Who needs respite care?

Respite care is meant to be a positive experience, both for the carer and the person being cared for. Carers sometimes get physically and emotionally tired. It is important that they can have a break so they can be better carers.


Respite care is also for people who are being cared for, such as children or adults with disability, mental illness, dementia, or older people who are frail. It can benefit them through meeting new people, doing new activities and having fun.

Who provides respite care?

There are different categories of respite care. Respite care can be provided informally by family or friends, or professionally by aged care or disability services. Types of professional respite services include:

Care in your own home: 

Someone visits for a few hours or days.


Disability respite services:

People with disability spend time in a volunteer's home or at a centre where they are supported to do leisure, recreational and group activities. After-school care, vacation care and respite camps are also available.


Centre-based or community access respite care:

People with disability or frail older people are cared for in a specialist respite centre.

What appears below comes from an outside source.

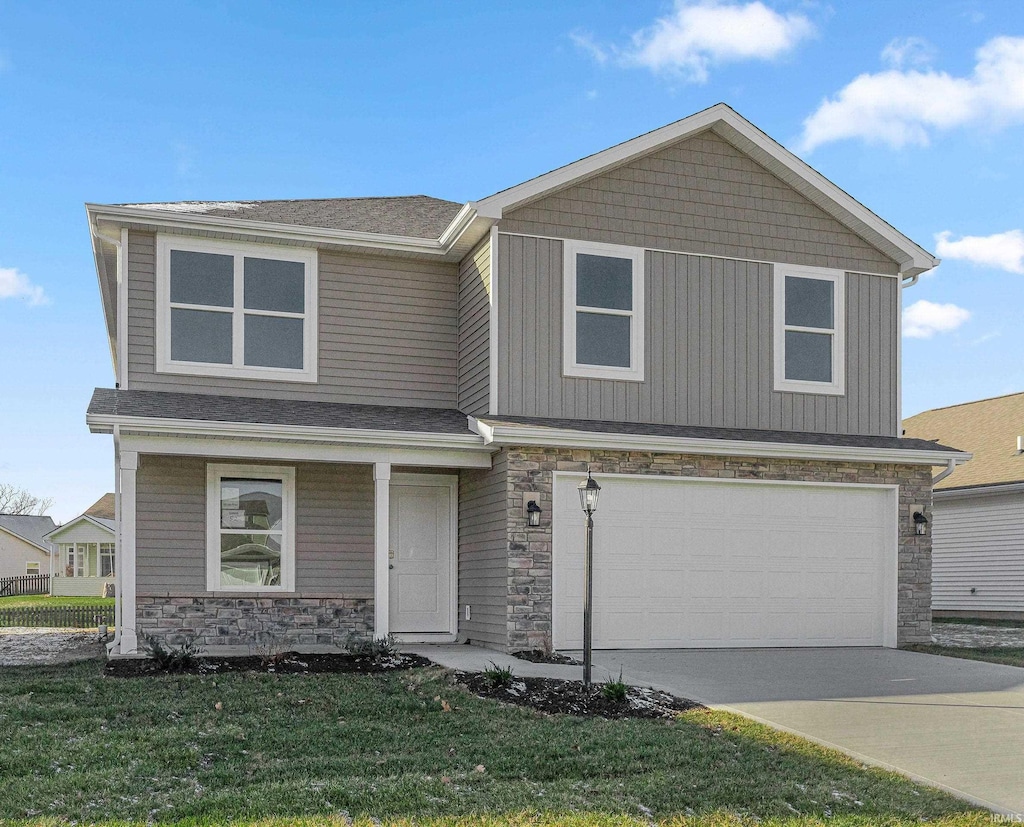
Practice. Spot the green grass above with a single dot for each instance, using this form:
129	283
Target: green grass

Overnight or weekend respite:

Overnight care can be offered in different places, including in a respite house or in the home of a host family.


Residential respite care:

Sometimes older people who need daily help can have a short stay in an aged care home (for example, while their carer goes on holiday).


Emergency and crisis respite:

Short-term care is available for people with a family emergency such as an illness.

How does it work?

Respite care can be from a few hours to a few weeks. You can organise for regular respite care or you might want to have respite care just now and again. There are different ways to access respite care. You can ask your family and friends for help. The local health authority, designated agency or if you are with us we will organise the respite calendar having the most suitable carer take over your care.  We would carry out another assessment first and there would be a full debrief from the current carer so as to enable a clean take over making sure your needs are continuously met.